Hoaf kilns, tracing brushes and puttying

IMG_1592A couple of interesting Hoaf kiln questions came into my Inbox recently (thank you Jeffery), plus a request for help sourcing tracing brushes – something I get asked pretty frequently.

Hi Debora, I am a glass painter and I have a Hoaf kiln. Why do you have the extra fiber material with holes for the vents on the inside?
What you describe as ‘extra fiber’ is the original insulation in my Hoaf “Speedburn II Fuse” kiln, purchased directly from the manufacturer and imported from Holland in 1999. I bought a similar kiln in 1983 which I left in England when we emigrated. I haven’t added any insulation to my kilns, and do not recommend this because it may interfere with the finely calibrated ignition mechanism. I had my kiln serviced a while ago because it was not re-lighting properly at firing temps (when the burners to click on and off to maintain soak temps). The engineer explained to me that the volume of air inside the kiln affects ignition.

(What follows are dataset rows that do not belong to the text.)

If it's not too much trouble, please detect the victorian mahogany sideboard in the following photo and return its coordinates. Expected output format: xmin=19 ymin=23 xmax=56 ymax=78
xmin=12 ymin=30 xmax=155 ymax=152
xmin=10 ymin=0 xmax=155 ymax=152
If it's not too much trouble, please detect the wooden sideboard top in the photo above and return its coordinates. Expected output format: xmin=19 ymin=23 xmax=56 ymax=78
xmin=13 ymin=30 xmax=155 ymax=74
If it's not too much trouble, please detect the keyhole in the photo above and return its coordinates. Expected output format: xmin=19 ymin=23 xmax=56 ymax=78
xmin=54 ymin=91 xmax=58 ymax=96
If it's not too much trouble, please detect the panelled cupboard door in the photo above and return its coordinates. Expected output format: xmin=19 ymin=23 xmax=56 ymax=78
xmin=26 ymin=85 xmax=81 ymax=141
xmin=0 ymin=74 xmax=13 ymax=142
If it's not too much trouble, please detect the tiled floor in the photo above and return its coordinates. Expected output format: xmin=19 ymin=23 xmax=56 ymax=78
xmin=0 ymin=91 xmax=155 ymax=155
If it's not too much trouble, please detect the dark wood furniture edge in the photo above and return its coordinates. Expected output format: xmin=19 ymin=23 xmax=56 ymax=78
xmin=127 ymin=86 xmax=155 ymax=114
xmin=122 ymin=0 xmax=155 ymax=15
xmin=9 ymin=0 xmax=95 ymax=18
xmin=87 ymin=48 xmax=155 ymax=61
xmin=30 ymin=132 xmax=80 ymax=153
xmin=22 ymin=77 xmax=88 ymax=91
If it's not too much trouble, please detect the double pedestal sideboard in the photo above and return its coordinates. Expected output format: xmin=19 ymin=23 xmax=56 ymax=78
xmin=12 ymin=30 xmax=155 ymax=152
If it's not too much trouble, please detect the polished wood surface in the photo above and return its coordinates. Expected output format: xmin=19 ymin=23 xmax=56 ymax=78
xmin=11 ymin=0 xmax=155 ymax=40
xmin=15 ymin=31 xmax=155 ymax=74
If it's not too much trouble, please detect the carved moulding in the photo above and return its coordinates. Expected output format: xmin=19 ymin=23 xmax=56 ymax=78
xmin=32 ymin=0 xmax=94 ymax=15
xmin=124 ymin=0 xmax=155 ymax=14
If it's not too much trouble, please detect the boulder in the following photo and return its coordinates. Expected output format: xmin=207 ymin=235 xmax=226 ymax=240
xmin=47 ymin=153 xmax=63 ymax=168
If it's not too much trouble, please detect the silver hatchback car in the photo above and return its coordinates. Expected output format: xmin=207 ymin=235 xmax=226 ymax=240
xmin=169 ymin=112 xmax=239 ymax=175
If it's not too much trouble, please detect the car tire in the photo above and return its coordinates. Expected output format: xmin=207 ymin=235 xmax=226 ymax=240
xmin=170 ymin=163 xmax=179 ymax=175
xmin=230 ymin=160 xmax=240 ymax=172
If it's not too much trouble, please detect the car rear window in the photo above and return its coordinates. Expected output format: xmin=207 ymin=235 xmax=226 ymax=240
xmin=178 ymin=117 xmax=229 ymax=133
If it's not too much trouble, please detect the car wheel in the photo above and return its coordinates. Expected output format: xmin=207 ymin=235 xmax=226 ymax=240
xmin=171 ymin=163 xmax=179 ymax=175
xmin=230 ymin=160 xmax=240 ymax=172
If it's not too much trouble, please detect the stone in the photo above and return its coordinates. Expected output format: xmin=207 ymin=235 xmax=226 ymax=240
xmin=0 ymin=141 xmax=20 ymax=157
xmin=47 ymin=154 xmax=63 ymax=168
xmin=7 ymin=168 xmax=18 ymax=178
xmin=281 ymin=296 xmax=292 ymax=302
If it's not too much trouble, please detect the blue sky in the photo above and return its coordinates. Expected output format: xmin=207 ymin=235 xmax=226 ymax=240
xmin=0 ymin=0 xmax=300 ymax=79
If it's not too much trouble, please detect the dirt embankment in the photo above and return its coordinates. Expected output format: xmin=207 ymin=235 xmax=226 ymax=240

Long skinny pieces of glass tend to bow. Is there a work around?
This is because fibreboard kiln shelves wear out in the middle from years of vacuuming. My original shelf did this, and had to be replaced. During January when I was firing a lot of student work I was using the shelf like a tea tray to ferry unfired glass from college back to studio, and it finally broke.

Also I noticed you only putty the back side of your window. Do you always do that with your painted pieces?
I always putty both sides, very thoroughly. My video must be confusing. Puttying, or ‘cementing’ is structurally important, not just an aesthetic consideration.

Last question – Do you know a source for good tracing brushes. I am having a hard time replacing mine.
My old quill brushes are very precious and irreplaceable (as far as I know… please share if you know where to buy them). I also use Mack or Xcaliber sword stripers. Great for tracing with my propylene glycol mixture, they have long, soft, beautifully matched hairs. I do recommend these, and they’re easy to find online and at art stores.

My workshops generally end with a handout of notes gathered during class, which help to keep the ball rolling. I just incorporated some notes from last September’s  glasspainting class (brushes, carving and printing rubber stamps) onto my Resources page. My June 2015 Oregon students have continued networking since their workshop last summer, sharing technical advice, design ideas, and more and I get a great buzz out of this. Thanks to everyone who has contributed questions and shared their own sources and ideas over the years.

Photo is of last month’s Williams College student work, on trays waiting to be fired.